The affinity of a ligand for the target protein is a crucial measurement in drug discovery, and whilst there are many techniques to measure binding affinity, prediction remains a significant challenge. Whilst hit-finding strategies may return high affinity hits many only yield modest affinity starting points, and fragment-based approaches almost certainly will only identify very weak ligands.
Whist medicinal chemists can by a mixture of design or trial and error optimise binding affinity the process is often inefficient, requires significant synthetic chemistry resources, and the cycle time between design and test can be very slow. One way to improve the situation would be to be able to accurately predict the binding affinity in silico.
Unfortunately prediction of binding affinity is extremely difficult, experimentally derived protein structures sometimes lack resolution and have a number of issues

–Alternates, Residues with alternate locations and/or ambiguous sequence identities (choose highest occupancy) but remember proteins are not static.
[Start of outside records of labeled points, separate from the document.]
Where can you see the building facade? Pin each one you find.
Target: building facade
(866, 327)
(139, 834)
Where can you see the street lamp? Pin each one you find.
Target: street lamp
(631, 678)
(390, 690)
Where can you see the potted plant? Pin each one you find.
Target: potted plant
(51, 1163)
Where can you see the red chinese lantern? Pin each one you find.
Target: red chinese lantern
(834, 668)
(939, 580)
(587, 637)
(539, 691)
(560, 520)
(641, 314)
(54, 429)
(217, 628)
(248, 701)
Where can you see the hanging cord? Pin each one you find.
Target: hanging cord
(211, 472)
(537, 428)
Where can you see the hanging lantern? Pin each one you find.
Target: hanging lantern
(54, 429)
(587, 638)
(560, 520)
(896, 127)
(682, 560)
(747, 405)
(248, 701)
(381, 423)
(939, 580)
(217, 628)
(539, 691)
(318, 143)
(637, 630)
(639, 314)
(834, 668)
–Termini, Protein chain C- or N-termini which need to be charged or capped, or if DNA the terminal PO4 may only have three oxygens bonded to the phosphorous and an additional oxygen needs to be added. Sometimes loops are very disordered and appear as a breaks in the chain, it may be possible to use a loop library to model a replacement.
–Hydrogens, usually not visible and so need to be added/checked, particularly check hydrogens on heteroatoms, especially active site residues where the local environment may influence pKa
–Ligand, Novel ligands in particular need checking to confirm atoms and bond orders are correct (PDB files do not contain bond information)
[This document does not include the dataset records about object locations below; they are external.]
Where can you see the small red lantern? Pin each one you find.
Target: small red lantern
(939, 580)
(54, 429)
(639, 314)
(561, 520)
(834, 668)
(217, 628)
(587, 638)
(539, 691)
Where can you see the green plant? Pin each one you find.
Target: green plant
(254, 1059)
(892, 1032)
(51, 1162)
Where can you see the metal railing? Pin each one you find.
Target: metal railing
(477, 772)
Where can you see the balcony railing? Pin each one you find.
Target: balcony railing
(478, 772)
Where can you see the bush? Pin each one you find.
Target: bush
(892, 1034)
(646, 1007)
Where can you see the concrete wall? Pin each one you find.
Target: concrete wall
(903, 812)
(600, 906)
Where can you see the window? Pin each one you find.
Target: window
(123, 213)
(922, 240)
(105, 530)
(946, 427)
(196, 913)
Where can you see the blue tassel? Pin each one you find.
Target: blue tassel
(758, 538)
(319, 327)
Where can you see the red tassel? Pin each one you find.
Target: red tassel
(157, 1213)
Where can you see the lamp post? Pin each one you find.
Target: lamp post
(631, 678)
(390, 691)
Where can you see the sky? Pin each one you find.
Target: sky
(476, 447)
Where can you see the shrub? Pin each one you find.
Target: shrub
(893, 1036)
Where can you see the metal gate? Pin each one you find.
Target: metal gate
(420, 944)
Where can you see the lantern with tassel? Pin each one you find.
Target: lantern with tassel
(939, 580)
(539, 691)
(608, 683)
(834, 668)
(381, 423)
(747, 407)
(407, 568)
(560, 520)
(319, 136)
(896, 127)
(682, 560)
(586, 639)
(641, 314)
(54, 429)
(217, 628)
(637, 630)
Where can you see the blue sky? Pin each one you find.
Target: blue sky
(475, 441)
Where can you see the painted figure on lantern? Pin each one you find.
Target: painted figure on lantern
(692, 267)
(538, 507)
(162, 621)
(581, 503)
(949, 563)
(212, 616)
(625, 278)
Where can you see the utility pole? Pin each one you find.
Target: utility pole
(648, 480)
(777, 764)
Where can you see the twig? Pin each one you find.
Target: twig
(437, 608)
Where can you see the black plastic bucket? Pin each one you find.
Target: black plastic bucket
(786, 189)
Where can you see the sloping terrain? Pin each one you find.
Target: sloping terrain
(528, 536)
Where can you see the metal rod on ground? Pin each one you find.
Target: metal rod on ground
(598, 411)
–Conformation, check that torsions are reasonable and there are no clashes.
–Charge, It with worth checking the charge on all ionisable groups.
–It can be difficult to be certain of the position of nitrogens in His or the primary amide in Asn, Gln.
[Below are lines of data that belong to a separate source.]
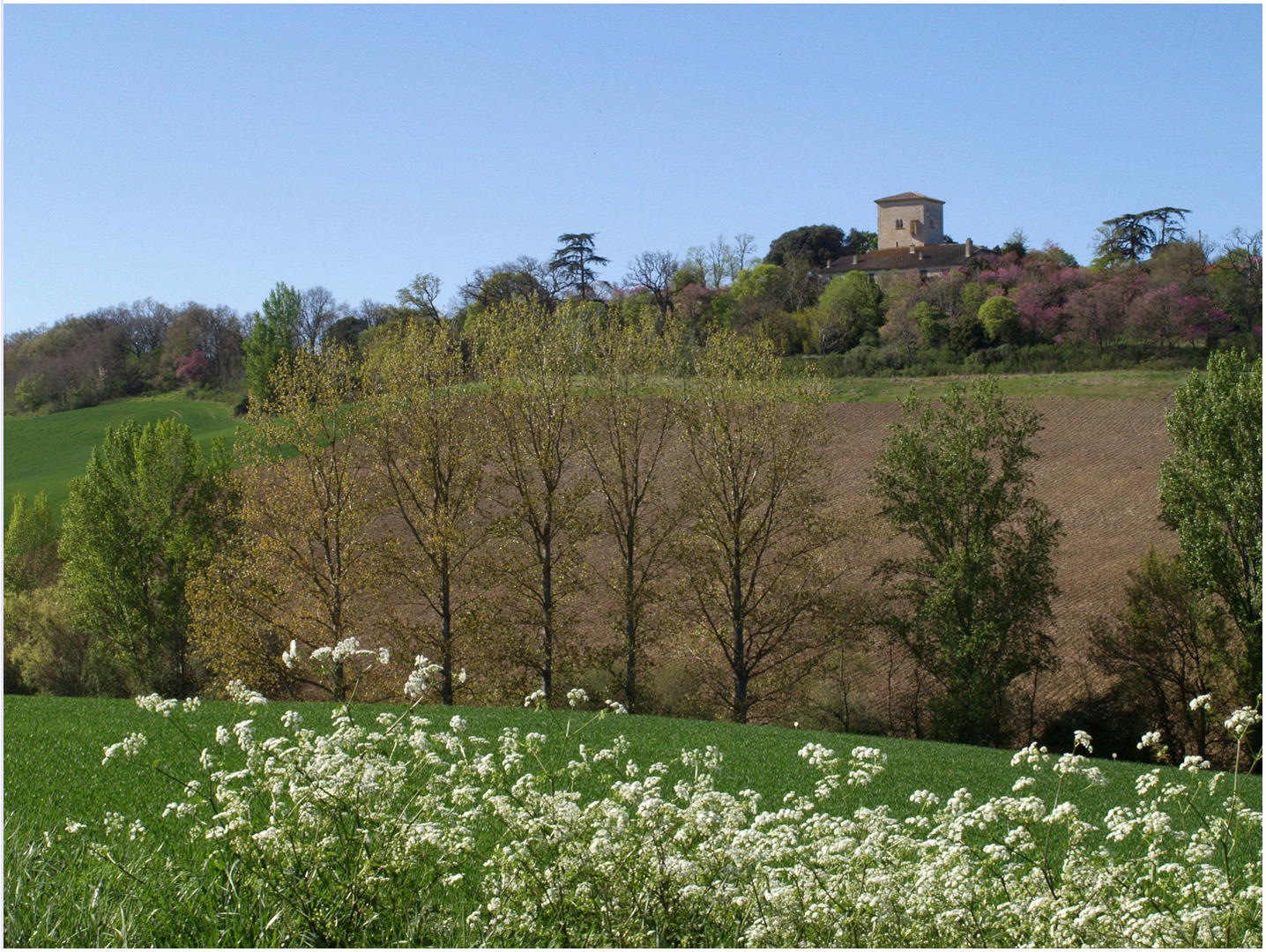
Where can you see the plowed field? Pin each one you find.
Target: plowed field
(1098, 470)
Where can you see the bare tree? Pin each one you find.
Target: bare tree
(754, 552)
(420, 298)
(628, 441)
(316, 312)
(743, 246)
(529, 361)
(653, 270)
(430, 440)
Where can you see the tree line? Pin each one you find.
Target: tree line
(584, 495)
(1150, 293)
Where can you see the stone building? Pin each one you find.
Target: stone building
(912, 242)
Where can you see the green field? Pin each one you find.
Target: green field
(52, 755)
(47, 452)
(173, 889)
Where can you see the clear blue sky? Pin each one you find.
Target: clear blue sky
(208, 152)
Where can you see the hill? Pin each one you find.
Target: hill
(47, 452)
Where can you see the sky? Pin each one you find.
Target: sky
(208, 152)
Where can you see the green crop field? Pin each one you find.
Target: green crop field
(47, 452)
(54, 777)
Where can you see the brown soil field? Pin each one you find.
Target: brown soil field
(1099, 464)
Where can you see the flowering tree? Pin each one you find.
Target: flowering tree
(302, 569)
(972, 603)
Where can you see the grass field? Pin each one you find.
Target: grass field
(170, 889)
(52, 755)
(47, 452)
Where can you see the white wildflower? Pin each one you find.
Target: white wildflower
(240, 693)
(1240, 720)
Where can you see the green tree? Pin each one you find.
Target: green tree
(1167, 647)
(574, 261)
(972, 604)
(1211, 493)
(529, 357)
(430, 437)
(815, 244)
(136, 527)
(304, 569)
(29, 545)
(1129, 238)
(756, 547)
(628, 441)
(273, 338)
(850, 313)
(1001, 318)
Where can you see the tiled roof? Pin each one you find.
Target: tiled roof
(911, 197)
(935, 257)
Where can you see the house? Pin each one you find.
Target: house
(912, 242)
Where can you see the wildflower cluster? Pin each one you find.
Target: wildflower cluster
(490, 841)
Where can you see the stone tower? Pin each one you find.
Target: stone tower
(909, 220)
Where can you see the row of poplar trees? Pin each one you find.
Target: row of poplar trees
(485, 499)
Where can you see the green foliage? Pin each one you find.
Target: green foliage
(972, 603)
(1166, 649)
(1211, 493)
(29, 550)
(850, 313)
(756, 548)
(1001, 318)
(931, 322)
(44, 453)
(273, 337)
(134, 528)
(1127, 240)
(31, 392)
(815, 244)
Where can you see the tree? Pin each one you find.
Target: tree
(755, 551)
(1169, 647)
(1001, 318)
(273, 339)
(29, 545)
(860, 242)
(418, 299)
(304, 568)
(815, 244)
(136, 528)
(1129, 238)
(653, 270)
(528, 359)
(628, 442)
(574, 263)
(430, 438)
(316, 312)
(850, 313)
(972, 601)
(1211, 494)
–The position of water molecules is often not visible.
AI-based Protein structure prediction and docking
Folding algorithms can provide a protein structure for cases where it has not been derived experimentally and there are now a number of options
- AlphaFold https://www.nature.com/articles/s41586-019-1923-7
- RoseTTAFold https://www.science.org/doi/10.1126/science.abj8754
- EMSFold https://www.science.org/doi/10.1126/science.ade2574
- OmegaFold https://hpc.nih.gov/apps/OmegaFold.html
You may not even have to generate a structure since the AlphaFold DB provides open access to over 200 million protein structure predictions
More recently these tools have developed into co-folding algorithms that incorporate ligands, however they do not include cofactors, waters etc. These tools have all benefitted from the fantastic resource that is the Protein Data Bank https://www.rcsb.org. The availability of high quality data is critical to further development and the OpenBind initiative hopes to use automated chemistry and high throughput X-ray crystallography to significantly increase the number of publicly available protein-ligand structures over a period of 5 years.
- Boltz https://www.biorxiv.org/content/10.1101/2025.06.14.659707v1
- AlphaFold 3 https://www.nature.com/articles/s41586-024-07487-w
- Chai-1 https://www.biorxiv.org/content/10.1101/2024.10.10.615955v1
- RoseTTAFold Allartom https://www.science.org/doi/10.1126/science.adl2528
- Umol https://github.com/patrickbryant1/Umol
- SurfDock https://github.com/CAODH/SurfDock
Physics based- Docking
There are a wide variety of docking tools available, a few are listed below.
- AutoDock Vina : Commonly used, open-source tool for protein-ligand docking.
- Schrödinger Glide: Commercial software as part of extensive software package.
- GOLD (Genetic Optimization for Ligand Docking): Known for flexibility, including protein/ligand flexibility.
- OpenEye Scientific Tools : Offers specialized tools for shape-based docking and rapid virtual screening.
- DOCK: A widely used program for exploring binding modes.
- MOE : Widely used commercial software as part of extensive software suite.
- SMINA : Offshoot of Vina
- SwissDock: Webserver for docking
However, we should always remember that proteins are not static structures despite the beautiful images in the PDB. Docking into a rigid protein structure that has a ligand bound into the active site has proved to be very successful in generating reasonable poses in a reasonably efficient manner. However, proteins are not static and one option is to allow amino-acid side-chains to move, this can improve results but does add an order of magnitude to the time taken. Adding conformational flexibility to the backbone further increases the computational cost.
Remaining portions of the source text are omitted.